Quelle que soit l’idée qu’on se fasse des causes qui altèrent les formes animales, on ne sera pas surpris qu’une espèce adoptée ainsi par les hommes de loisir, de caprice et de mode présente de nombreuses variations. Aussi les races sont-elles fort nombreuses chez les pigeons. Darwin en compte cent cinquante, et déclare ne pas les connaître toutes. Nul pourtant mieux que lui n’est au courant de la question. Il l’a étudiée sous toutes ses faces. Non content de s’être affilié à deux des clubs de Londres, il a profité du retentissement de ses premiers écrits pour obtenir des colonies anglaises les plus éloignées des spécimens de races très diverses, et a formé ainsi une collection certainement unique dans le monde. Ces recherches, poursuivies pendant plusieurs années, ont permis à Darwin de préciser la nature et l’étendue des différences qui distinguent les races colombines. Elles montrent que ces différences ne s’arrêtent pas à la surface du corps et aux formes extérieures, mais qu’elles atteignent jusqu’au squelette. Je me borne à signaler les plus saillantes en laissant de côté les diverses nuances de coloration.
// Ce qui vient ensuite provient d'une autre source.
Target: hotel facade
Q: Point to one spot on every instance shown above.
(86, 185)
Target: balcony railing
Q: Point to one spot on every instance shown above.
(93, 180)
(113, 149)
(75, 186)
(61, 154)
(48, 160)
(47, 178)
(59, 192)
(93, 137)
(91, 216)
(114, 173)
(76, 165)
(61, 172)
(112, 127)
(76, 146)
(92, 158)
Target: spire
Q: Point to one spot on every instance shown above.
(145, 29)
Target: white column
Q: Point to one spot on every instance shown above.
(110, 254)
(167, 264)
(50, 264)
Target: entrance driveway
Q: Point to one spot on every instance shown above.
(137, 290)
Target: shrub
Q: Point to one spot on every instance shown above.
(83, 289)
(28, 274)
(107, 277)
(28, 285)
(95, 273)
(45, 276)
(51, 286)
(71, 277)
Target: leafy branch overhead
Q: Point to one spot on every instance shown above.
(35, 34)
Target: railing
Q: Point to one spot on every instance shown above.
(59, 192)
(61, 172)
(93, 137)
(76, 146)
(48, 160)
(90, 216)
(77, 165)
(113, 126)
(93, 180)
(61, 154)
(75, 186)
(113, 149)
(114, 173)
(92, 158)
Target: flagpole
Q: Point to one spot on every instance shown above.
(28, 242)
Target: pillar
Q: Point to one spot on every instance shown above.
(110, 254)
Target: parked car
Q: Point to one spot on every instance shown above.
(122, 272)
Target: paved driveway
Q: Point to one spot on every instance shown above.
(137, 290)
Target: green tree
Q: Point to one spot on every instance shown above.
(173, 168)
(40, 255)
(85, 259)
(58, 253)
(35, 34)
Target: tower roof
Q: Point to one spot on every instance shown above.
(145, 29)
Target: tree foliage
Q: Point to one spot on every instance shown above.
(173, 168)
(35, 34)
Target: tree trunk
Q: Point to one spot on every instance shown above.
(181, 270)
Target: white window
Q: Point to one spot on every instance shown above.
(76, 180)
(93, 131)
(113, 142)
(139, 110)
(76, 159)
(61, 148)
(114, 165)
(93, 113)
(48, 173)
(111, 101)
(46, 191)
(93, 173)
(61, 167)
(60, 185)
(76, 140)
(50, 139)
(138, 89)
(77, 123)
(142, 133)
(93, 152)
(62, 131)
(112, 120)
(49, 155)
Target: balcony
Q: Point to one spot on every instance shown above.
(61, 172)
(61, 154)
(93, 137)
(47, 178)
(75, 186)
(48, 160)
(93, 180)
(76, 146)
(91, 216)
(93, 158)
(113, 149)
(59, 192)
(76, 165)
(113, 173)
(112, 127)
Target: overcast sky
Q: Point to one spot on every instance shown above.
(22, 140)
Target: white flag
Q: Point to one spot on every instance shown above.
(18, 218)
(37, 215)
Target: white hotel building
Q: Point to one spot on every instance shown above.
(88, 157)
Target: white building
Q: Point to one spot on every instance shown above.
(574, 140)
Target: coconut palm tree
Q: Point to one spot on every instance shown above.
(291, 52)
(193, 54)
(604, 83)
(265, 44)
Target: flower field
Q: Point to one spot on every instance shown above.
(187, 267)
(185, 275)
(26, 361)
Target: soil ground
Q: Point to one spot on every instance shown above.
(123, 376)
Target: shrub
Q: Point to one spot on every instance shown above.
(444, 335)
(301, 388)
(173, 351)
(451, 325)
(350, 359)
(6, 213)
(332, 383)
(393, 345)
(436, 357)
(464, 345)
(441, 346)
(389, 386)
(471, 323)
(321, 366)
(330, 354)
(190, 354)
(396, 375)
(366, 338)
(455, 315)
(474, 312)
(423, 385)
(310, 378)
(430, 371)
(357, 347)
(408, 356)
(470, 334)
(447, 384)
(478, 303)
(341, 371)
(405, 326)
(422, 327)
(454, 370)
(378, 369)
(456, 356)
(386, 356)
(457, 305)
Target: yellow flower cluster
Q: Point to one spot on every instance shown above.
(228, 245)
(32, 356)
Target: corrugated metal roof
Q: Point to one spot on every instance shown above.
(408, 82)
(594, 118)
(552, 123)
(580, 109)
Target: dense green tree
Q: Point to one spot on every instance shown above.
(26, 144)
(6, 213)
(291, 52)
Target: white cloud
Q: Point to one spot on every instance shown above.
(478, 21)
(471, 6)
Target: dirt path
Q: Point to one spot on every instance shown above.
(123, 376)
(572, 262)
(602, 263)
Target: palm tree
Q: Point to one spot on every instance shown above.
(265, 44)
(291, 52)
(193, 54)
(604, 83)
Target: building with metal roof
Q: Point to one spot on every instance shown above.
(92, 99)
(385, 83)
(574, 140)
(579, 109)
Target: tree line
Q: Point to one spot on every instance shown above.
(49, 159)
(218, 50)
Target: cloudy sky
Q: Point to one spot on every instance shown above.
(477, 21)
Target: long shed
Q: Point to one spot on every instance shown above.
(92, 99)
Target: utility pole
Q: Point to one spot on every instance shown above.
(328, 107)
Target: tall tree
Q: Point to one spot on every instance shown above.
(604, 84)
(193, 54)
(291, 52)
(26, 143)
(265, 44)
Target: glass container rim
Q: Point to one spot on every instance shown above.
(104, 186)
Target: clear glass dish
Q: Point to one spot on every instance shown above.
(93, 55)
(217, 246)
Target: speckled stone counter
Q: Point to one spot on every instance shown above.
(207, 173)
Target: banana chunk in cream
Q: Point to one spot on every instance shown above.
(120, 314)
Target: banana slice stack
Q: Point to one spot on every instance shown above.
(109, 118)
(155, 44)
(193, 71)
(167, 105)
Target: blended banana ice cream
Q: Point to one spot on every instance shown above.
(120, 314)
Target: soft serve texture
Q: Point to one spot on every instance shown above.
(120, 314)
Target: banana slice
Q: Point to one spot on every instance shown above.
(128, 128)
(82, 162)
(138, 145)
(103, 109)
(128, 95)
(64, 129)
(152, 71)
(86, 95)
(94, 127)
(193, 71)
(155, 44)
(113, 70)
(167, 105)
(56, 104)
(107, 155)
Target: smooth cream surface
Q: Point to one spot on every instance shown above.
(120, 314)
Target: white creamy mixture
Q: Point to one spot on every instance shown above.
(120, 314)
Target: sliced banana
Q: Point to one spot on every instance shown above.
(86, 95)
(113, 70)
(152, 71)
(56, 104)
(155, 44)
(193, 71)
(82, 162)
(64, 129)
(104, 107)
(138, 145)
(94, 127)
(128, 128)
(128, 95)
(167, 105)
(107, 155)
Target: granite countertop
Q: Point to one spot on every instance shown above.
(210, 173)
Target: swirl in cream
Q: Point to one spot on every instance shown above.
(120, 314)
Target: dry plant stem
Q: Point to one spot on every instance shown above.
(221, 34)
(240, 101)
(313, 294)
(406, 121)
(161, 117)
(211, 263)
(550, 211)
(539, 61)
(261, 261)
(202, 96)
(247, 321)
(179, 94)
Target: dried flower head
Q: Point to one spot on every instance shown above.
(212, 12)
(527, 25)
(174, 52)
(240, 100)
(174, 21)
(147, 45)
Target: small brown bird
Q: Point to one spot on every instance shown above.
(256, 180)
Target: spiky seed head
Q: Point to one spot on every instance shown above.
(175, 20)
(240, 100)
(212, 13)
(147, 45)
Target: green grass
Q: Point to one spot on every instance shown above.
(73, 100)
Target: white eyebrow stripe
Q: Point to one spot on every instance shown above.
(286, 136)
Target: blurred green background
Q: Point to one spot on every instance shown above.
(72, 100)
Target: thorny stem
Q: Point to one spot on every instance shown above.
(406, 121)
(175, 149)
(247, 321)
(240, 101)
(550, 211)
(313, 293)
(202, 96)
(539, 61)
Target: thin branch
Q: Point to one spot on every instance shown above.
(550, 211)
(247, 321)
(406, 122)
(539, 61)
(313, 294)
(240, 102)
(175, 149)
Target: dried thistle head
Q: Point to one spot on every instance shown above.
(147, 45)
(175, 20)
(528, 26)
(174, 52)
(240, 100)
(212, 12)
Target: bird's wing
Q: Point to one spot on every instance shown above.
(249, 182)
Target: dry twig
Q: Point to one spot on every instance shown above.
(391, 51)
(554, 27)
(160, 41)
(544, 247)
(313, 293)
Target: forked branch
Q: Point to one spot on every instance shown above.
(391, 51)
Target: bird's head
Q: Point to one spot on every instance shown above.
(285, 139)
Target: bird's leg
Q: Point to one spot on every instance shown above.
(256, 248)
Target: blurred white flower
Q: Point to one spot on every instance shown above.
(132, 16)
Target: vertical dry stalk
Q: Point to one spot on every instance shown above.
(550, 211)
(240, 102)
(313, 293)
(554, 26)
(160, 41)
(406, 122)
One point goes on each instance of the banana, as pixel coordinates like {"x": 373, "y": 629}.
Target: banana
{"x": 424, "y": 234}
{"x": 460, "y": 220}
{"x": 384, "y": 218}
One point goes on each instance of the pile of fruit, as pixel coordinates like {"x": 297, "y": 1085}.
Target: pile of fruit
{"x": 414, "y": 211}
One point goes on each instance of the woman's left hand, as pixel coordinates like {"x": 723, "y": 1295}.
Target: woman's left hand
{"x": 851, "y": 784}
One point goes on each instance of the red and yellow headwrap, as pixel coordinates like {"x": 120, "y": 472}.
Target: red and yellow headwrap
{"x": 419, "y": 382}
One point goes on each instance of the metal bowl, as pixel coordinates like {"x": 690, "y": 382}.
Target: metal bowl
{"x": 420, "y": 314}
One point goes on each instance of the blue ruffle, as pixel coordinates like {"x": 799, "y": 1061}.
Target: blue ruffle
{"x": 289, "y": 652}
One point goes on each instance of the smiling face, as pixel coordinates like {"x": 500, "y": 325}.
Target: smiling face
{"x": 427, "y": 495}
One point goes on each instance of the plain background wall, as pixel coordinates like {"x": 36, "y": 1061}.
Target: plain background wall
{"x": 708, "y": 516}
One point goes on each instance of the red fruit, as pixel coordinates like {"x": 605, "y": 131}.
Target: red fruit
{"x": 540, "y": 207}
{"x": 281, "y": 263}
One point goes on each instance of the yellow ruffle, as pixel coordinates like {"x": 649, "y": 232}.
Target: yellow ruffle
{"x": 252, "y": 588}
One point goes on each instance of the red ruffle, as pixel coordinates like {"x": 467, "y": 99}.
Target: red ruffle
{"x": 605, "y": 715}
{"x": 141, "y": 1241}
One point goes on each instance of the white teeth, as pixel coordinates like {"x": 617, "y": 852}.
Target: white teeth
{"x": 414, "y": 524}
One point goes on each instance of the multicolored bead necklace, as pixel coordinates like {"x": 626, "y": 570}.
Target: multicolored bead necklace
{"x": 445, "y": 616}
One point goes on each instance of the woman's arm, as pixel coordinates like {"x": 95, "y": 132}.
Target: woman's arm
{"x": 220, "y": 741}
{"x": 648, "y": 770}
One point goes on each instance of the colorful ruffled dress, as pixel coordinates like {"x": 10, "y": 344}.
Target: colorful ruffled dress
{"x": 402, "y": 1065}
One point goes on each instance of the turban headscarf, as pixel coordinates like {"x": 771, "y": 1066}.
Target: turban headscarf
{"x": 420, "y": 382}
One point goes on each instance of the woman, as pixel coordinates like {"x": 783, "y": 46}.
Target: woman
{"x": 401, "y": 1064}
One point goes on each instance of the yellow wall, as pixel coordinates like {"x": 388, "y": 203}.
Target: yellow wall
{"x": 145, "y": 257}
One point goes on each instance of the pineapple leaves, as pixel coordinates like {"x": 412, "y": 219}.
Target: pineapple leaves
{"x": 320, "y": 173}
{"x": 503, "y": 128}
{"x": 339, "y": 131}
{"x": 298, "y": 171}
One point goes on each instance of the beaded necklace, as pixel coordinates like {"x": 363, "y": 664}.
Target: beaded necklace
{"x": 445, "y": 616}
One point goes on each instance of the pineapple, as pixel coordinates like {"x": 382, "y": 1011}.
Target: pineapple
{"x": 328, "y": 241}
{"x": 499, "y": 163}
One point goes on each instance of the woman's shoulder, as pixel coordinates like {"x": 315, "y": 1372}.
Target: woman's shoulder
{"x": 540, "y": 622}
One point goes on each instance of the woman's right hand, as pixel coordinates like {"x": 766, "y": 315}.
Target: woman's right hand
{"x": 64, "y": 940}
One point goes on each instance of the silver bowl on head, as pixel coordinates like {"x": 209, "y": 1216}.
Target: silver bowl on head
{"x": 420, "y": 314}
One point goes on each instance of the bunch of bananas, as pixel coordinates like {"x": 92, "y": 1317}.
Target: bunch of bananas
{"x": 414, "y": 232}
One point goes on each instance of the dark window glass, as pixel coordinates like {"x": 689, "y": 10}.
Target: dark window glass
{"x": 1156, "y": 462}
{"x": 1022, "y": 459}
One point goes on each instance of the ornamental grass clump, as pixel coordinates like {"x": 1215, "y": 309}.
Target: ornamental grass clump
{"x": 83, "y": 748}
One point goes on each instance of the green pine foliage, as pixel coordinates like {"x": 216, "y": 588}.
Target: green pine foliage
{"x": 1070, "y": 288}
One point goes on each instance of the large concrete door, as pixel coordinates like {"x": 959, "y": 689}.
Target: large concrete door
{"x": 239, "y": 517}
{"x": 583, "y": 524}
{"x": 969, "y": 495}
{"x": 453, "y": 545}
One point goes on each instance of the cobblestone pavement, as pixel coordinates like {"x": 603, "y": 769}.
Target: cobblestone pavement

La disposition des grandes plumes des ailes et de la queue change ; sur ce dernier point, le nombre varie de 12 à 42 ; le bec s’allonge, se courbe et se rétrécit, ou bien s’élargit et se raccourcit presque du simple au triple ; il est nu ou recouvert d’une énorme membrane comme boursouflée ; les pieds sont grands et grossiers ou petits et délicats ; le crâne entier présente d’une race à l’autre dans ses contours généraux, dans les proportions et les rapports réciproques des os, des variations qui frappent au premier coup d’œil ; ces mêmes rapports se modifient si bien pour l’ensemble du squelette, que dans la station et la marche le corps est tantôt presque horizontal, tantôt à peu près exactement vertical ; les côtes sont deux et trois fois plus larges dans certaines races que dans d’autres, qui semblent en revanche perdre un de ces arcs osseux ; le nombre des vertèbres varie dans les deux régions postérieures du corps. En résumé, l’importance de ces différences est telle que, si l’on eût trouvé à l’état sauvage et vivant en liberté la plupart des races de pigeons, les ornithologistes n’auraient certainement pas hésité à les considérer comme autant d’espèces séparées devant prendre place dans plusieurs genres distincts.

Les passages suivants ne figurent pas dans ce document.